In 2009, PCI was discussed in the context of the Heartland Payment Systems and RBS WorldPay data breaches - is the standard adequate, and what does compliance mean?
In 2010, the talk will be about the next-generation PCI standard - the emerging technologies and applications that will enhance the security of payment card transactions.
Join a panel of PCI experts to hear:
- The state of PCI today;
- How emerging technologies such as tokenization and end-to-end encryption fit into the PCI evolution;
- What is being done to ensure efficient, effective payments security for merchants and financial institutions.
In November of 2008, payments processor RBS WorldPay was hacked, and fraudsters gained access to as many as 1.5 million consumer accounts.

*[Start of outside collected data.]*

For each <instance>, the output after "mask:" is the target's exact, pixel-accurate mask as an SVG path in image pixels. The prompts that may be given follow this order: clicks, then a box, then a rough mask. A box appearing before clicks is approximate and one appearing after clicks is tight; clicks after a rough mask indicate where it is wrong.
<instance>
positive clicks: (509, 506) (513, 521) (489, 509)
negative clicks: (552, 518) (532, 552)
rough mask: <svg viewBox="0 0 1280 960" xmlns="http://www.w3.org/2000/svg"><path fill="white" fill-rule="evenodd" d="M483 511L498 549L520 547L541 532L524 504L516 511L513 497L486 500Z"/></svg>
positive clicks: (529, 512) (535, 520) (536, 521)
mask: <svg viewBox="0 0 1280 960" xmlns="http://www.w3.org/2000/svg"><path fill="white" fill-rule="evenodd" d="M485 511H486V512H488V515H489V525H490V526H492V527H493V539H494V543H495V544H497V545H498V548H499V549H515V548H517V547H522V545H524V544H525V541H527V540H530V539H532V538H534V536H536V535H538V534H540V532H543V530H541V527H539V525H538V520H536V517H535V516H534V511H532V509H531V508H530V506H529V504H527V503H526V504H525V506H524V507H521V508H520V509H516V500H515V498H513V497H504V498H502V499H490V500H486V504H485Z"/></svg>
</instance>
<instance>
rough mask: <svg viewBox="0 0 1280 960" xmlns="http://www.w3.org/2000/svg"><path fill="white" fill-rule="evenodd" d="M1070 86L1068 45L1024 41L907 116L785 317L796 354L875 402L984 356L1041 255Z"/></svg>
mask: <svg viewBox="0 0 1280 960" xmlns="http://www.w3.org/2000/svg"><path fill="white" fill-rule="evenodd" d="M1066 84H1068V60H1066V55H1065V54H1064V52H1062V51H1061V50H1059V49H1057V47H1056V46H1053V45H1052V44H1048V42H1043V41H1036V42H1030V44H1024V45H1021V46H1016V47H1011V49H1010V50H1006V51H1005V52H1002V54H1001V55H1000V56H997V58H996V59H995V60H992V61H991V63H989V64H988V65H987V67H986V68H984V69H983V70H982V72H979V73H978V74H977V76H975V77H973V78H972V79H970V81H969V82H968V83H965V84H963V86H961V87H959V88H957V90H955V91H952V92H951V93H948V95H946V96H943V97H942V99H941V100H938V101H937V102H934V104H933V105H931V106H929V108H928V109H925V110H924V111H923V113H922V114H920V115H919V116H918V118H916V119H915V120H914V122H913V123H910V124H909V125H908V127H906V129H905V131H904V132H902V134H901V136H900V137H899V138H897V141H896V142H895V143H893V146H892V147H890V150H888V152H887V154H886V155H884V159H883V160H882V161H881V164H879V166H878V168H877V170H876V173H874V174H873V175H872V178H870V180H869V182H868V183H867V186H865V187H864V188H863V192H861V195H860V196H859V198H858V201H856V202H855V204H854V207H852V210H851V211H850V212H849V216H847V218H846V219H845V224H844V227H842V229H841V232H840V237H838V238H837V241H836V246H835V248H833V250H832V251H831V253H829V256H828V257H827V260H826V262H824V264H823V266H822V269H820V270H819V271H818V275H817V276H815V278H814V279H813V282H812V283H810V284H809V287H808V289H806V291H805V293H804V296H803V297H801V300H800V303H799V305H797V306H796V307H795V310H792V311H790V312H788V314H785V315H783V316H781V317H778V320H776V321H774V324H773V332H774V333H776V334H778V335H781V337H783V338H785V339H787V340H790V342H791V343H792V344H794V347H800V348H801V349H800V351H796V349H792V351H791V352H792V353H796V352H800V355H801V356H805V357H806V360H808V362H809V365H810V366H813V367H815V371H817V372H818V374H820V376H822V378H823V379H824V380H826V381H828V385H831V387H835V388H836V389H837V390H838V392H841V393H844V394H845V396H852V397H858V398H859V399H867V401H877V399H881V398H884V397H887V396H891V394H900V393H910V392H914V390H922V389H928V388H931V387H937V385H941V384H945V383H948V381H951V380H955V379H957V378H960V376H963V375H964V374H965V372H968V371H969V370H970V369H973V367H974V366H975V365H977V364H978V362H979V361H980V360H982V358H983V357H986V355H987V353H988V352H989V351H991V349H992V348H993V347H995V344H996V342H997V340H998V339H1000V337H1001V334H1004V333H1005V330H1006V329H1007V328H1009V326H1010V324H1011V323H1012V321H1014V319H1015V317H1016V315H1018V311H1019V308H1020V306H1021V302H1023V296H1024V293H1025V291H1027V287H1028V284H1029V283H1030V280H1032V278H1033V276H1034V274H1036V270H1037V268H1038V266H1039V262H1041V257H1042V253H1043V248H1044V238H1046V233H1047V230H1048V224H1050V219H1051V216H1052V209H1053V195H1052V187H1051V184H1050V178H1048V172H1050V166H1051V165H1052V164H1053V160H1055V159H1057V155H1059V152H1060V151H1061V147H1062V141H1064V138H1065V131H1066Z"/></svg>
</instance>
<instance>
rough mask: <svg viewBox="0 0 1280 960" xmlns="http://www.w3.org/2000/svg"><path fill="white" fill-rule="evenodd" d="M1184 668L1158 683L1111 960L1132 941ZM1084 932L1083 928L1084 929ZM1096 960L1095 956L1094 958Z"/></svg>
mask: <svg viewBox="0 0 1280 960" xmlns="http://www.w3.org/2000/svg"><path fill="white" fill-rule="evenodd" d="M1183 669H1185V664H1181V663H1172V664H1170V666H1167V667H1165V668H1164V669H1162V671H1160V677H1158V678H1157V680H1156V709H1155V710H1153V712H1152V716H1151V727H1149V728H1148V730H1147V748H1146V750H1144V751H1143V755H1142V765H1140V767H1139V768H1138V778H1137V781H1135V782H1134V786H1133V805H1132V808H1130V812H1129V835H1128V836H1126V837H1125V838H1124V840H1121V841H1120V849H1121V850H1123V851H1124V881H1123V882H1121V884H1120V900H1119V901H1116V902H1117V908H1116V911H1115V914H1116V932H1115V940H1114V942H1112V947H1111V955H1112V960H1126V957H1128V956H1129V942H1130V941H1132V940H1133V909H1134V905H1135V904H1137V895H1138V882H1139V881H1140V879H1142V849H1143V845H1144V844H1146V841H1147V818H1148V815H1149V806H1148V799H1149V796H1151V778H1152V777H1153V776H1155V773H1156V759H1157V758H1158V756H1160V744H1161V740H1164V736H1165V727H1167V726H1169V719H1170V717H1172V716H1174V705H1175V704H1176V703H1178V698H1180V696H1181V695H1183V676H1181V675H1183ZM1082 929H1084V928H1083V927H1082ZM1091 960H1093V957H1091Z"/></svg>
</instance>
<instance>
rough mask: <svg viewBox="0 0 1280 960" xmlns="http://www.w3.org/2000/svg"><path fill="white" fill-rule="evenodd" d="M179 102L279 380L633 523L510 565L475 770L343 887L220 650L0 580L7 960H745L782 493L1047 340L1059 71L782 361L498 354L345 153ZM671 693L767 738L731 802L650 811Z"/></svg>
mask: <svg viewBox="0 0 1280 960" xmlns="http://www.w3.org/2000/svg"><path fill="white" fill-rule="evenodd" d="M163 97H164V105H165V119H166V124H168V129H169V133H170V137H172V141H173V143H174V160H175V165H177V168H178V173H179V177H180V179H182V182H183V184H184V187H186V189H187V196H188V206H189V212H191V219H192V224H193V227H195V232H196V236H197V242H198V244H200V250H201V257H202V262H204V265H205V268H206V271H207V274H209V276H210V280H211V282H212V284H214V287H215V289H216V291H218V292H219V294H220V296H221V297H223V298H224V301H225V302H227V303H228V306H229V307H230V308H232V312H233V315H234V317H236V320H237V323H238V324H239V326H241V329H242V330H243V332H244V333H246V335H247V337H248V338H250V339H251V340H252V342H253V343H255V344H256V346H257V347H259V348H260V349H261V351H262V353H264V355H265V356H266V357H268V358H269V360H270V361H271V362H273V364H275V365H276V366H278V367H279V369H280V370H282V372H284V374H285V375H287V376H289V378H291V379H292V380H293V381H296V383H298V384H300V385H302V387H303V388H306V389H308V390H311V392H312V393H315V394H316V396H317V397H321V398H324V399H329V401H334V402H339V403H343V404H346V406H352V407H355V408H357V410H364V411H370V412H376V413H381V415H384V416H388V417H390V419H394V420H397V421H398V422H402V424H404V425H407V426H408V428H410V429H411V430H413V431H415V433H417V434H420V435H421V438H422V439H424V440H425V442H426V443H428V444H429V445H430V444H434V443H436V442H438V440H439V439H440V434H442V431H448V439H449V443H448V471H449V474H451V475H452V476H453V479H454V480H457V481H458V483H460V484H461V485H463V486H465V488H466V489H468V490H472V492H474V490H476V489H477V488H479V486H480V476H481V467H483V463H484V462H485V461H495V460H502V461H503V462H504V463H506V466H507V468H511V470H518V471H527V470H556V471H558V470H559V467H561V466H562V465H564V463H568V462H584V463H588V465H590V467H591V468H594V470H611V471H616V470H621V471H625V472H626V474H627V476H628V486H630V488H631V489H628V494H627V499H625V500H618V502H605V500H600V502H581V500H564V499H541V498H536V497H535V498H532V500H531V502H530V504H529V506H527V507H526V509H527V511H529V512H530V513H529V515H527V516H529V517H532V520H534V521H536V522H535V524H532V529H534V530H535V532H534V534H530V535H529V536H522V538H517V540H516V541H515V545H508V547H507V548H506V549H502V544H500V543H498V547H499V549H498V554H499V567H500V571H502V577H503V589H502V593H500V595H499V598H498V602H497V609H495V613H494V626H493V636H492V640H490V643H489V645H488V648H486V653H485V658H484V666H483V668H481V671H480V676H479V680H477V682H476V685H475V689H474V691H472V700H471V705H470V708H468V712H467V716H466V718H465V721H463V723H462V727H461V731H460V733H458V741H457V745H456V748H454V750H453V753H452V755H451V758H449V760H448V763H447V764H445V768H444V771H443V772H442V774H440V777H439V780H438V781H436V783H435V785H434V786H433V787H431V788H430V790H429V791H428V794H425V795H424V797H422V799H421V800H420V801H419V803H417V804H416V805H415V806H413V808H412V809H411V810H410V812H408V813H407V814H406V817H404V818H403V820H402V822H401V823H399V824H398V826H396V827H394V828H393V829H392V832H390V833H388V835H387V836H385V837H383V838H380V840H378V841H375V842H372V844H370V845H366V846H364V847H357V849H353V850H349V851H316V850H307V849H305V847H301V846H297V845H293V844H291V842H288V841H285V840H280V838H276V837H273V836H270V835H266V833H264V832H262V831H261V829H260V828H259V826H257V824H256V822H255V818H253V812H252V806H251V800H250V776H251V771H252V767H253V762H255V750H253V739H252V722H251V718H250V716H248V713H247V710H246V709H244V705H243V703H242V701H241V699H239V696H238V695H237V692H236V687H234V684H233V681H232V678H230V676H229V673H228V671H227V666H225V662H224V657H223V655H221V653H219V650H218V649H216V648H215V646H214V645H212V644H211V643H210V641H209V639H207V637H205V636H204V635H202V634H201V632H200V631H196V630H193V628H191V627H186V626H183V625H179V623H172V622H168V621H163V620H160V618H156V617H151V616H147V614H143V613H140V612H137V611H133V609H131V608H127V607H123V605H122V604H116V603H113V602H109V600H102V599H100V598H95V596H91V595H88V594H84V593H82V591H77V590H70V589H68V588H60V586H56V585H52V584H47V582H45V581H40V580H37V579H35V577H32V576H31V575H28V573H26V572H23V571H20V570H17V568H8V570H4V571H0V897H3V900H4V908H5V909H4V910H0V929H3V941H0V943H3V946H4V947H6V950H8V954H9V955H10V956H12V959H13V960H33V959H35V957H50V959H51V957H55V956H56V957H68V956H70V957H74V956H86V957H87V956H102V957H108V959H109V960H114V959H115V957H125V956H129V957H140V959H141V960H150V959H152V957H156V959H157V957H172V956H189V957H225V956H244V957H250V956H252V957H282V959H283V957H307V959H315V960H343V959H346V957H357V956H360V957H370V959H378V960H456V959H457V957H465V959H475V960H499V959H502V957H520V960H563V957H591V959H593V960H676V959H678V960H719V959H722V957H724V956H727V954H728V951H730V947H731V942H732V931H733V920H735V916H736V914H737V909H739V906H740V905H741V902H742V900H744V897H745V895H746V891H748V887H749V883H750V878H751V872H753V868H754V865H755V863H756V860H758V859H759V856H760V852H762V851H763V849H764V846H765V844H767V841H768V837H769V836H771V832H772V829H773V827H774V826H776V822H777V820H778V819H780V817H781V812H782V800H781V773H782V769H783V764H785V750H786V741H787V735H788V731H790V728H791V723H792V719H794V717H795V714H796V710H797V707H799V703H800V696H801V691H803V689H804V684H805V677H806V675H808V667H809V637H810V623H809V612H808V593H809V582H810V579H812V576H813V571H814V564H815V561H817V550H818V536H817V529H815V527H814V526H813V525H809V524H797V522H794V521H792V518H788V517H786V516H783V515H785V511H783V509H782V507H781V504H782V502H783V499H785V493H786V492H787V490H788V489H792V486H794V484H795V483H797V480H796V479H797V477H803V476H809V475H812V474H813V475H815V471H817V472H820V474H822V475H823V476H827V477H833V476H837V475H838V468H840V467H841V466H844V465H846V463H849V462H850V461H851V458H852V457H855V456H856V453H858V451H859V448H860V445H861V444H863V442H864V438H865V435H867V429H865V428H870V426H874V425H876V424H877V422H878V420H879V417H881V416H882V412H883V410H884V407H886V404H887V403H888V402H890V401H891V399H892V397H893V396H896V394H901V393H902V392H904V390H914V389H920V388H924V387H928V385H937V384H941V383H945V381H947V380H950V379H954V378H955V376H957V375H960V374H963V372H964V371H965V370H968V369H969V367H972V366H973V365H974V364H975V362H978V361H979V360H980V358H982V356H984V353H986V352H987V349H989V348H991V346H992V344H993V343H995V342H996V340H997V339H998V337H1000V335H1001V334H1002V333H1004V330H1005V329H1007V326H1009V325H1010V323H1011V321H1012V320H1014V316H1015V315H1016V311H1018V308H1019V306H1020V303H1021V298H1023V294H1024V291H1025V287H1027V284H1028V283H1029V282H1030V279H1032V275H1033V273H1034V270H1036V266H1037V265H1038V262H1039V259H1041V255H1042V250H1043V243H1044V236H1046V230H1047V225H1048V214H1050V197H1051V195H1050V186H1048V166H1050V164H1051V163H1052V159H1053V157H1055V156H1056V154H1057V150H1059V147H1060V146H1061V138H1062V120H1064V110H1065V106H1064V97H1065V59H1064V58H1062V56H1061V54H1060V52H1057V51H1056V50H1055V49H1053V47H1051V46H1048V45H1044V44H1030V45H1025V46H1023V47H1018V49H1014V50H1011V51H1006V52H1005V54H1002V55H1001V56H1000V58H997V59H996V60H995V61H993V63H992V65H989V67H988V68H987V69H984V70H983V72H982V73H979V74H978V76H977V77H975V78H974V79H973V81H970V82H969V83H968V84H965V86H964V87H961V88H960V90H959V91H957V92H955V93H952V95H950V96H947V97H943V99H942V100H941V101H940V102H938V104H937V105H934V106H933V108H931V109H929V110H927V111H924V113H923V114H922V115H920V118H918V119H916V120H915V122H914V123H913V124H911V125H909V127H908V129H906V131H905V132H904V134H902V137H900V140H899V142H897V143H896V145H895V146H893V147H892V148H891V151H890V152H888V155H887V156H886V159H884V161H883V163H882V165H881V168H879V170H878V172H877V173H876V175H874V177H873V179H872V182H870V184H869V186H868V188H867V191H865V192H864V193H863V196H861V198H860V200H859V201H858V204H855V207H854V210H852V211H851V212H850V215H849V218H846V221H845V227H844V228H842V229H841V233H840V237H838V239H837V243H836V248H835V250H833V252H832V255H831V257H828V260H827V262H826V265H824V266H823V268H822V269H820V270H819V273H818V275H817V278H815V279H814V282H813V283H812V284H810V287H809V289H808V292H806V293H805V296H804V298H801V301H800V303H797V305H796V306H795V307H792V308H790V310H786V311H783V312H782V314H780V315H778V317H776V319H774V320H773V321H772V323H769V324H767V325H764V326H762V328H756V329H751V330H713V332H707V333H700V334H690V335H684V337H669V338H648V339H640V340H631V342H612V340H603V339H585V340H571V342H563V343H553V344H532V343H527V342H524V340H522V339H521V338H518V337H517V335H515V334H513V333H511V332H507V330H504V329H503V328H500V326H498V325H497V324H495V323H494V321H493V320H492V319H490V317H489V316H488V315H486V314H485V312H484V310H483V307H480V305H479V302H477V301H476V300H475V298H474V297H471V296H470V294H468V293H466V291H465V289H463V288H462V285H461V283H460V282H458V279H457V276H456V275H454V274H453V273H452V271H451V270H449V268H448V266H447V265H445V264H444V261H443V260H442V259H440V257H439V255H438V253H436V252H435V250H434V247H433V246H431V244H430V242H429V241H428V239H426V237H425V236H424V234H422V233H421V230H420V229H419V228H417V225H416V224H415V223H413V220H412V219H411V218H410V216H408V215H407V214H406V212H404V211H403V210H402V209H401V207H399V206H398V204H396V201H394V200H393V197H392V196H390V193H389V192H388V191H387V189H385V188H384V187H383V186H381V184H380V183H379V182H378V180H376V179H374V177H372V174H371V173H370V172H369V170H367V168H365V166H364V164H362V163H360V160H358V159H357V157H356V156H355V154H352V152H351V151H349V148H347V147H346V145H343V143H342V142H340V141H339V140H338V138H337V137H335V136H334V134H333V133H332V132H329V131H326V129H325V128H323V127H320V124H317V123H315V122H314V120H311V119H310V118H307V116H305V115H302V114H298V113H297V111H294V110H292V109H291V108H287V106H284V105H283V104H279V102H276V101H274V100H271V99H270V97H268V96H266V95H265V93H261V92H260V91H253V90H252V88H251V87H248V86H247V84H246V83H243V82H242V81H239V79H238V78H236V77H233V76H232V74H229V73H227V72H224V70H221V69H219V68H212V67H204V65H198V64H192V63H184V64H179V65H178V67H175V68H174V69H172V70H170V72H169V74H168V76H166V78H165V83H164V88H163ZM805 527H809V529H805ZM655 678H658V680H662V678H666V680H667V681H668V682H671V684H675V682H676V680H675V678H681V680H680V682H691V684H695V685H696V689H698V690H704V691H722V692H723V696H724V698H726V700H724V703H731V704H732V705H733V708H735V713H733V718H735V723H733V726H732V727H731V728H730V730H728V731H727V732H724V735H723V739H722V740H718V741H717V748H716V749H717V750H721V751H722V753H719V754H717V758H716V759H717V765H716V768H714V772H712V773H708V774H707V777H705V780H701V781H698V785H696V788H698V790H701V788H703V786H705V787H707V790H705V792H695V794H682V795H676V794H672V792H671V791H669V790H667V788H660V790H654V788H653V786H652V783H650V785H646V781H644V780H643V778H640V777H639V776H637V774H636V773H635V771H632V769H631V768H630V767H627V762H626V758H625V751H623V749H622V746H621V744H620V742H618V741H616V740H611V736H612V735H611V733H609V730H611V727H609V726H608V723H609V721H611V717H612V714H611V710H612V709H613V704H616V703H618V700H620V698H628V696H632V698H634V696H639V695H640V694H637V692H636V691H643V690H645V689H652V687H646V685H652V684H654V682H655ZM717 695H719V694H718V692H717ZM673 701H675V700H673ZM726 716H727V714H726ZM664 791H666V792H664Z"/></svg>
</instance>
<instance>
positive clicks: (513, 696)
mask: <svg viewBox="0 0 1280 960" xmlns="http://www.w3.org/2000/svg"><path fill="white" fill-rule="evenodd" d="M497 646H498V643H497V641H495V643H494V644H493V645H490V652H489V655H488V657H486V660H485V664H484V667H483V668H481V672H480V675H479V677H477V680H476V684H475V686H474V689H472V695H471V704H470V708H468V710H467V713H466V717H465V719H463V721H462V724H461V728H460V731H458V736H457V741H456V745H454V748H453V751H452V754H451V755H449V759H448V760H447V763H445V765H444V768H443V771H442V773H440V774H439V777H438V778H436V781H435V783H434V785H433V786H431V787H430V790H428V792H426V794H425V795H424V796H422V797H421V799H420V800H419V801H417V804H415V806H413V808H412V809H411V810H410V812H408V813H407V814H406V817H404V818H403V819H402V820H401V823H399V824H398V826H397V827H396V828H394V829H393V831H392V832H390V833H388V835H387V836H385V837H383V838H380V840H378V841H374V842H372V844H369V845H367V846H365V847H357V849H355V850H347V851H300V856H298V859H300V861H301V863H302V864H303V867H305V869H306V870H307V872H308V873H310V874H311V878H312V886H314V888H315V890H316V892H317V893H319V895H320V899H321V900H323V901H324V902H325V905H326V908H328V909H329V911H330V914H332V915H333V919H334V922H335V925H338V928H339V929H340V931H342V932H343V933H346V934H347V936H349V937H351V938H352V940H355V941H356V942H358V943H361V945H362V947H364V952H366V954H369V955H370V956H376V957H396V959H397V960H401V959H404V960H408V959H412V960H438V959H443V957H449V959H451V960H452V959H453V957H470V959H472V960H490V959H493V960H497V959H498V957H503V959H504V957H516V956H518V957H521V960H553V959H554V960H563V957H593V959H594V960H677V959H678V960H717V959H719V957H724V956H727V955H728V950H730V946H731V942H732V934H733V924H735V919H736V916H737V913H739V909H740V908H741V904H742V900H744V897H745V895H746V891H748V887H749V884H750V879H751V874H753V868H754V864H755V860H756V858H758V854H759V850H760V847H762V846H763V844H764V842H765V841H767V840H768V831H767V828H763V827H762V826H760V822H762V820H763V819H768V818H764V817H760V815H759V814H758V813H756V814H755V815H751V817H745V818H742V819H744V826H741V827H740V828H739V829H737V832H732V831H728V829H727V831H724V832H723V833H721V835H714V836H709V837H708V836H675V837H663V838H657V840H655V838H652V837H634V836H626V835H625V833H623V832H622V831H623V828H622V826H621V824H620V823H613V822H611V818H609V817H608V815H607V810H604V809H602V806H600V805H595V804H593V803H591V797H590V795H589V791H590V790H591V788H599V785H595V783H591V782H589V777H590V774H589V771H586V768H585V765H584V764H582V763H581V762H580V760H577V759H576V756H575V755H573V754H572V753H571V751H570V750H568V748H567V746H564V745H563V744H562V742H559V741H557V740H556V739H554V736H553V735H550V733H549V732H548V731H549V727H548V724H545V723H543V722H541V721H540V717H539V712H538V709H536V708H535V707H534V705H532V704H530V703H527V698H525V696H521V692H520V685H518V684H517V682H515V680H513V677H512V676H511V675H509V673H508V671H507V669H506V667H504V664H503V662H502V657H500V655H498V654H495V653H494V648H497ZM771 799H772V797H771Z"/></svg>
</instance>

Then, on Inauguration Day 2009, Heartland Payment Systems (HPY) disclosed that it had been breached, exposing an estimated 130 million credit and debit card holders to potential fraud in what is the largest data compromises ever reported.
Heartland maintained it was compliant with the Payment Card Industry Data Security Standard (PCI DSS). But Visa subsequently removed Heartland and RBS WorldPay from its list of PCI compliant vendors until they could be re-assessed for compliance. Visa's public stance: "We've never seen anyone who was breached that was PCI compliant."
The RBS WorldPay and Heartland security breaches raised serious questions about organizations achieving PCI compliance, but still suffering such incidents: How does one attain and sustain PCI compliance?
In April the Congressional Subcommittee on Emerging Threats, Cybersecurity, Science and Technology even convened a special hearing entitled: "Do The Payment Card Industry Data Standards Reduce Cybercrime?"
The mantra within the PCI community is: Compliance is not a one-time achievement. It's an ongoing condition that must be continually tested and maintained.
And in the wake of these very public breaches, the payment card industry has rallied to examine what's necessary to enhance the PCI standard. In September 2009, the PCI Security Standards Council convened a community meeting in Las Vegas, unveiling new research that suggests PCI's future could be shaped by emerging technologies such as end-to-end encryption and tokenization.
Emerging technologies and market trends are the focus of this webinar, as panelists each offer their unique perspective on the future of PCI, then convene for an open discussion about how they see the standard evolving in 2010.